Sen. Rand Paul is now a disciple of the anti-voter ID movement, after the black pastors he met with on Friday showed him the way and the truth about measures that tend to decrease minority voter turnout. After meeting with the pastors, Paul shared the good news with Jeremy W. Peters of The New York Times: the GOP needs to "lay off" the whole voter ID laws thing, according to Peters. "It's offending people," Paul said. (Update: Paul's team released a statement "clarifying" his stance.)

This isn't the first time Paul has met with black pastors — it's just one element of his ongoing attempt to be the face of (successful) GOP outreach to black and Hispanic voters. And this also isn't the first time he's come out against the restrictive voter fraud laws in red states that disproportionately affect black voters (who are more likely to vote for Democrats). Last month, during a conversation with David Axelrod, a former advisor of President Obama, Paul said he was against the restrictions on early voting passed in Ohio and Wisconsin, according to The Huffington Post. Paul has also come out in favor of restoring voting rights to ex-felons

During last month's conversation, however, he didn't come out against ID laws. "Dead people do still vote in some elections. There is still some fraud. And so we should stop that, and one way of doing it is (driver's licenses)," he said at the time.

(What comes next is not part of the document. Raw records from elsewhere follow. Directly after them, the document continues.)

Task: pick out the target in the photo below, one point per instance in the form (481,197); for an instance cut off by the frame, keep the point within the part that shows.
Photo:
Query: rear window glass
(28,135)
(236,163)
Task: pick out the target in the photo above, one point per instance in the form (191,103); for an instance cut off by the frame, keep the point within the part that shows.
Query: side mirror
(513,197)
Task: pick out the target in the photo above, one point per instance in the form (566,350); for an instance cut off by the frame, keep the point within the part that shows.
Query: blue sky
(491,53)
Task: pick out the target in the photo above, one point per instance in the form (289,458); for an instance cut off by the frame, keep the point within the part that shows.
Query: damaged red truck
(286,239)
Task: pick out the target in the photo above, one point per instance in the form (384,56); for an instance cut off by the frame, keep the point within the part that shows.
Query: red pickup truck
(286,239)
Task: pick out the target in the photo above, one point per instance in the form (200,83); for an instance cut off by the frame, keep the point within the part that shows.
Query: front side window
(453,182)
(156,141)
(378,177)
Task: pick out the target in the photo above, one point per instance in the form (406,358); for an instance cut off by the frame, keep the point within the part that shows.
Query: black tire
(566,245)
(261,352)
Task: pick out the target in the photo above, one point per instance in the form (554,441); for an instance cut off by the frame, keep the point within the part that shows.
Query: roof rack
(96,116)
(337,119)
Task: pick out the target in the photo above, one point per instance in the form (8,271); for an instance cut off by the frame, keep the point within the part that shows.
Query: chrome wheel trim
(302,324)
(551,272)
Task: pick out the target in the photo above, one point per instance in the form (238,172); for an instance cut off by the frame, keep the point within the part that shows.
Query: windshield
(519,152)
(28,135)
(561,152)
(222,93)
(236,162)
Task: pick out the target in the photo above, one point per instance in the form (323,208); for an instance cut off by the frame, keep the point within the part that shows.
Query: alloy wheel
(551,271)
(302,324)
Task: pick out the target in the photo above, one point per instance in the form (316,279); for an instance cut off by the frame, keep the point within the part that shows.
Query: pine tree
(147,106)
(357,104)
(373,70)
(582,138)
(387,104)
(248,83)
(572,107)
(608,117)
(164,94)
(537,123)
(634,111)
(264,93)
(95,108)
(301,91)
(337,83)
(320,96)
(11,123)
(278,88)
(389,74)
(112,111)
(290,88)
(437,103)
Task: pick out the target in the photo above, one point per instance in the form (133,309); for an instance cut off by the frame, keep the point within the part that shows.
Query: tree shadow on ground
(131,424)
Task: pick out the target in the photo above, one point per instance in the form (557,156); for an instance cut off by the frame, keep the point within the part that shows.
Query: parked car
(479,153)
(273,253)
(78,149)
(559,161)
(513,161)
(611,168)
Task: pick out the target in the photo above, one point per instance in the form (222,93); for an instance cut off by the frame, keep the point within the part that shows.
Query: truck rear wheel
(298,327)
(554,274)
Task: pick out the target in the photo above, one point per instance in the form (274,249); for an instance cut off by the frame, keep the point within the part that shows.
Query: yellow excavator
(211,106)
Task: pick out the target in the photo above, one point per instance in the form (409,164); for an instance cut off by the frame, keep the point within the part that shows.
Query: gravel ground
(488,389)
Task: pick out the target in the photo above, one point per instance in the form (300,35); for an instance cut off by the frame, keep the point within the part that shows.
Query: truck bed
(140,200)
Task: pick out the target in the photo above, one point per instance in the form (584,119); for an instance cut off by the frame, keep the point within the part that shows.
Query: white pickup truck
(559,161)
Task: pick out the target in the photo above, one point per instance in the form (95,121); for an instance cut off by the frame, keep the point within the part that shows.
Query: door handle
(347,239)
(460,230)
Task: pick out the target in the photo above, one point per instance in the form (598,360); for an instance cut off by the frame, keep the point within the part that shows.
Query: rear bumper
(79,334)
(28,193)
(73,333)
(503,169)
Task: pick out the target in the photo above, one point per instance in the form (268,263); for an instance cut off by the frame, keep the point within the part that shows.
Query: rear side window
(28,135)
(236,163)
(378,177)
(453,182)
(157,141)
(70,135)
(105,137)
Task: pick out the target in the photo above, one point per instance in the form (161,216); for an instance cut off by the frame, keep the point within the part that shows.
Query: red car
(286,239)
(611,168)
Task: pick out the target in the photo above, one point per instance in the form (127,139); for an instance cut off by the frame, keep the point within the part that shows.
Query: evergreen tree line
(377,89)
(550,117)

The problem is, when a political party that has a reputation for pushing policies that work against minorities, people will get offended. Thank God someone finally told Paul. 

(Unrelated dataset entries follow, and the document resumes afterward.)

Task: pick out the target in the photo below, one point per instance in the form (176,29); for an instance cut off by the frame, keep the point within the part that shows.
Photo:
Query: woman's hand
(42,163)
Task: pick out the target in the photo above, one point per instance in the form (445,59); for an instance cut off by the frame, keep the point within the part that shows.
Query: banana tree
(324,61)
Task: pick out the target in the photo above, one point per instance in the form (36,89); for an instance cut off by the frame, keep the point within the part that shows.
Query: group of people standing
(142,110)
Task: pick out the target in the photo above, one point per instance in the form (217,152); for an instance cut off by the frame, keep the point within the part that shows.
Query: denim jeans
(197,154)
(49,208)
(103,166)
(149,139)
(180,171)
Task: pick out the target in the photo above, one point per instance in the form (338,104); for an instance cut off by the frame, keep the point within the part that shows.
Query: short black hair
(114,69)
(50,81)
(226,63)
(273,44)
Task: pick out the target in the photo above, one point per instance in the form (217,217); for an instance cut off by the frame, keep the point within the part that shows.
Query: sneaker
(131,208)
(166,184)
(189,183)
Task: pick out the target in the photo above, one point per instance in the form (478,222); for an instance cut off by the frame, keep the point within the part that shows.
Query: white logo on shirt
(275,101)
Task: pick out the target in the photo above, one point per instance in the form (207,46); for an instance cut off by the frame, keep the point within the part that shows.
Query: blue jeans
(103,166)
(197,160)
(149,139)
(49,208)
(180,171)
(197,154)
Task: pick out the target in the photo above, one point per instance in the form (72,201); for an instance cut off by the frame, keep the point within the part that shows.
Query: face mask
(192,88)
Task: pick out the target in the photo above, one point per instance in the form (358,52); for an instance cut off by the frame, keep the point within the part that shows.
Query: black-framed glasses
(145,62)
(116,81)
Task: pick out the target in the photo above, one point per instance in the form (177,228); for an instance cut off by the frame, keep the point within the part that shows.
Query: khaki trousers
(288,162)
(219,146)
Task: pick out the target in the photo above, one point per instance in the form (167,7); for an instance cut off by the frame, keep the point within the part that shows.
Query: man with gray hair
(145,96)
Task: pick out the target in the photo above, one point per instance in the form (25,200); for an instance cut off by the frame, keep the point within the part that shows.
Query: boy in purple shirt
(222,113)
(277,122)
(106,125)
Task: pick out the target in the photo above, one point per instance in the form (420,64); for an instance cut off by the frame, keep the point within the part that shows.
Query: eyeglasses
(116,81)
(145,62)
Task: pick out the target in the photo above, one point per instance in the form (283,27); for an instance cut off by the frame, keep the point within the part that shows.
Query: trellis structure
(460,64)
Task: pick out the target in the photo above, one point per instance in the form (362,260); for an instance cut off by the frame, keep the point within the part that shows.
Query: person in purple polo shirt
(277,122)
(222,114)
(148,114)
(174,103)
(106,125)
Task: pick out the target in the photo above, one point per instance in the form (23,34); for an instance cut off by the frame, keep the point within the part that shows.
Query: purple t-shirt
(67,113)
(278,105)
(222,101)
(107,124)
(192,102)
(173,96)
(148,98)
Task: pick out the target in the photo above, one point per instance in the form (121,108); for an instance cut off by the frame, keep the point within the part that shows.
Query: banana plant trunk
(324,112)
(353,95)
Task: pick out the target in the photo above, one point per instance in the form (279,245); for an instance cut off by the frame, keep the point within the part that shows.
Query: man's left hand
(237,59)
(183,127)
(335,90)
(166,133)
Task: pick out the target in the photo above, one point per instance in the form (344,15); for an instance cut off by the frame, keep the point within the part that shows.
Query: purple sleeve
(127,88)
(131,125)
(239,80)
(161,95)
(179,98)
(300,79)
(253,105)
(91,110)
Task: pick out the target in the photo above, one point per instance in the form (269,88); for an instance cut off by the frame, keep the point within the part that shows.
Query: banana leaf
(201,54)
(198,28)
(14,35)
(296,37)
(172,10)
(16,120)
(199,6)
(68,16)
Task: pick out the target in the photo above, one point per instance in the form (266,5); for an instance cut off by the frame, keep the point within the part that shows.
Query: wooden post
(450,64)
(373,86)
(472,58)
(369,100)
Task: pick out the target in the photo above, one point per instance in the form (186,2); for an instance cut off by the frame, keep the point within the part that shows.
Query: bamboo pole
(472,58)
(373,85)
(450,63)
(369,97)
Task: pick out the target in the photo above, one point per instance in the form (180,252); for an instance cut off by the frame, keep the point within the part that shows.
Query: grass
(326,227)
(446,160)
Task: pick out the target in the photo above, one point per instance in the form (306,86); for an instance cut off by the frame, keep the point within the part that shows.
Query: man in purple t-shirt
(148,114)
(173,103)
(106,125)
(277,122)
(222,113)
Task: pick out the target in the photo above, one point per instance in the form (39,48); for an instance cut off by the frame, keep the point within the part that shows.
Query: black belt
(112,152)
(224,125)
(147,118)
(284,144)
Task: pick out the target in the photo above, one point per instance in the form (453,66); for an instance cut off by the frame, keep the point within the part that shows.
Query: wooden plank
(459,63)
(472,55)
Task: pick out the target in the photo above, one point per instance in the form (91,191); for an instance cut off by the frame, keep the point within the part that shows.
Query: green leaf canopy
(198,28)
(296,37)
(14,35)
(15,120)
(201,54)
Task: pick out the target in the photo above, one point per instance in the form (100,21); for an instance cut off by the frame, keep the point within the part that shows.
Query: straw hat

(Update Tuesday: Paul's campaign released a statement from his senior advisor, Doug Stafford:

Senator Paul was having a larger discussion about criminal justice reform and restoration of voting rights, two issues he has been speaking about around the country and pushing for in state and federal legislation.  In the course of that discussion, he reiterated a point he has made before that while there may be some instances of voter fraud, it should not be a defining issue of the Republican Party, as it is an issue that is perhaps perceived in a way it is not intended. In terms of the specifics of voter ID laws, Senator Paul believes it's up to each state to decide that type of issue.)